Rose s’élance vers le large dans l’est de la Tunisie. Cette tortue d’une vingtaine d’années vient de quitter un lieu unique au Maghreb qui offre une seconde chance à son espèce, menacée par la surpêche, la pollution et le changement climatique.
Il y a plus d’un mois, elle s’était prise dans des filets de pêche avant d’être emmenée au Centre de premiers soins des tortues marines de Sfax (centre-est), membre du programme européen Life Med Turtles, l’un des deux de ce type en Tunisie avec celui de Monastir (est). En Afrique du Nord, ce sont les seuls établissements de soins pour la tortue Caouanne, ou Caretta Caretta de son nom scientifique, l’espèce la plus répandue en Méditerranée et l’une des plus à risque.
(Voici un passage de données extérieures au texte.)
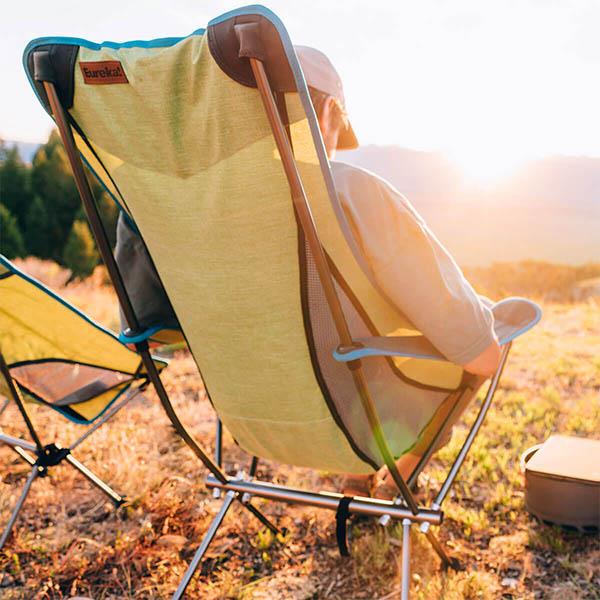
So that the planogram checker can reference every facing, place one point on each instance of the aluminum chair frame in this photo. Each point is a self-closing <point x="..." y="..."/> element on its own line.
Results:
<point x="242" y="488"/>
<point x="42" y="457"/>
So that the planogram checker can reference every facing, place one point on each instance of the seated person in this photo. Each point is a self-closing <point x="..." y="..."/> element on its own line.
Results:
<point x="408" y="262"/>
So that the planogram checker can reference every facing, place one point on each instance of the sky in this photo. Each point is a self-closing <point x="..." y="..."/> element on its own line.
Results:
<point x="489" y="83"/>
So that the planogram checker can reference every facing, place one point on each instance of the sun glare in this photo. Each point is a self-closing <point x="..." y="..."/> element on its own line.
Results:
<point x="487" y="166"/>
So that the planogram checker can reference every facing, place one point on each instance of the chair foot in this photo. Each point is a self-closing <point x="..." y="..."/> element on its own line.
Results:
<point x="208" y="538"/>
<point x="117" y="499"/>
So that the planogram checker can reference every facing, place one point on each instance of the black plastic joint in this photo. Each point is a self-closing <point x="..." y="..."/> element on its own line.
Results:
<point x="51" y="455"/>
<point x="42" y="66"/>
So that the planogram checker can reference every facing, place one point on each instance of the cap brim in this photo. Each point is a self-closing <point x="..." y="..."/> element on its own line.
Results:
<point x="347" y="139"/>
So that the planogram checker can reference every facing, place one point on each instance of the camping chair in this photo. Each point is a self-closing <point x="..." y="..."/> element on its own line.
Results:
<point x="211" y="146"/>
<point x="53" y="354"/>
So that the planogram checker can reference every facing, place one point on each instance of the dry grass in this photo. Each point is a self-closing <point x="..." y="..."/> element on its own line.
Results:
<point x="70" y="542"/>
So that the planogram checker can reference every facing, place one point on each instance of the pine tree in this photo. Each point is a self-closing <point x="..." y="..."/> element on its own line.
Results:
<point x="80" y="253"/>
<point x="52" y="181"/>
<point x="41" y="231"/>
<point x="11" y="240"/>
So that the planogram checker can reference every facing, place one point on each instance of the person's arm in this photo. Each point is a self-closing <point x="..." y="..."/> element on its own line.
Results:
<point x="487" y="362"/>
<point x="415" y="271"/>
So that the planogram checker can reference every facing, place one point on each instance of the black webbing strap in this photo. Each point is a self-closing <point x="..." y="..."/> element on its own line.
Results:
<point x="341" y="520"/>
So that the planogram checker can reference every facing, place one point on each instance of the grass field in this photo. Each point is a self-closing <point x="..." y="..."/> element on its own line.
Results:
<point x="70" y="543"/>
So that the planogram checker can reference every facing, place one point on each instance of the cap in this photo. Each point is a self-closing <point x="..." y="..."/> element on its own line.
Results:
<point x="321" y="75"/>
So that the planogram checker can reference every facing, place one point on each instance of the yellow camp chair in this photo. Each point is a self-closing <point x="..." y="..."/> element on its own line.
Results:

Outre les soins aux tortues blessées qui, comme Rose, peuvent y rester un mois ou plus, le centre suit, avec des balises, leurs mouvements migratoires et s’efforce de sensibiliser les populations locales du Golfe de Gabès, dépendantes de la pêche. «Avant, nous étions ignorants. Les gens mangeaient (les tortues), les utilisaient pour la sorcellerie ou comme médicament. Aujourd’hui, grâce à la sensibilisation des pêcheurs, elle a plus de chances de survivre et de protéger notre écosystème», explique Hamadi Dahech, un pêcheur de 29 ans, en regardant s’éloigner du rivage sa protégée Rose qu’il a sauvée en septembre.
Prises au piège
Au moins 10 000 Caretta Caretta sont chaque année attrapées dans les filets des pêcheurs du Golfe de Gabès, signe d’une forte présence de cette espèce dans la zone, en dépit d’une activité industrielle et chimique intense. Le programme Life Med Turtles, qui couvre cinq pays méditerranéens (Albanie, Italie, Espagne, Tunisie et Turquie), a mis en évidence un taux de mortalité très élevé, de 70%, lié aux filets maillants - suspendus verticalement à des flotteurs - où les tortues se retrouvent prises au piège.
Désormais, au centre de soins de Sfax, ce sont souvent les pêcheurs qui apportent les Caretta Caretta blessées, reconnaissables à leur énorme tête. Certaines prennent le nom de leurs sauveurs comme Hamadi, un mâle de 46 kg et plus de 20 ans, qui vient d’arriver, ou Ayoub, un fragile bébé tortue, nourri à la seringue par les soignants.
Depuis la création du centre à l’été 2021, près de 80 tortues y ont été traitées avant d’être relâchées en mer, explique Imed Jribi, chef du Centre de premiers soins. «Nous prélevons des échantillons pour la recherche scientifique et soignons les tortues afin de les protéger. Ensuite, nous les remettons dans leur milieu naturel», dit-il. Selon lui, le centre a trois objectifs : la protection, la recherche et la sensibilisation, c’est pourquoi il «est ouvert à tous, chercheurs, lycéens et étudiants».
«Nocive» pour la santé
Ce week-end là, Malak Morali, une mère de famille de 30 ans, participe avec ses deux enfants à une opération de sensibilisation organisée par M. Jribi. «A chaque fois qu’il entend qu’il y aura des tortues, il veut venir prendre des photos et apprendre de nouvelles choses», souligne Malak, à propos de son garçonnet qui photographie Rose sous toutes les coutures. Grâce à cette campagne, Malak a appris que la chair de tortue est «nocive» pour la santé. «Nous avions l’habitude de dire qu’une fois cuite, c’était bon mais c’est le contraire», dit-elle.
A cause d’une forte pollution de leur habitat, les Caretta Caretta absorbent des métaux toxiques, comme le mercure, qui peuvent nuire à la santé humaine. Les tortues sont également très menacées par la pollution plastique, «car elles confondent les sachets en plastique avec des méduses», dont elles raffolent, selon Hamed Mallat, chercheur en biologie marine. Le réchauffement climatique, et la hausse des températures marines qu’il entraîne, représente également une grave menace, «notamment pour le déséquilibre qu’il provoque dans le ratio sexuel des tortues», explique Hamed Mallat. Selon une étude du National Ocean Service (Etats-Unis), si une tortue incube ses œufs sous les 27,7 degrés, elle produit aussi des mâles, mais au-dessus de 31 degrés, elle ne pondra que des femelles, avec un risque d’extinction de l’espèce.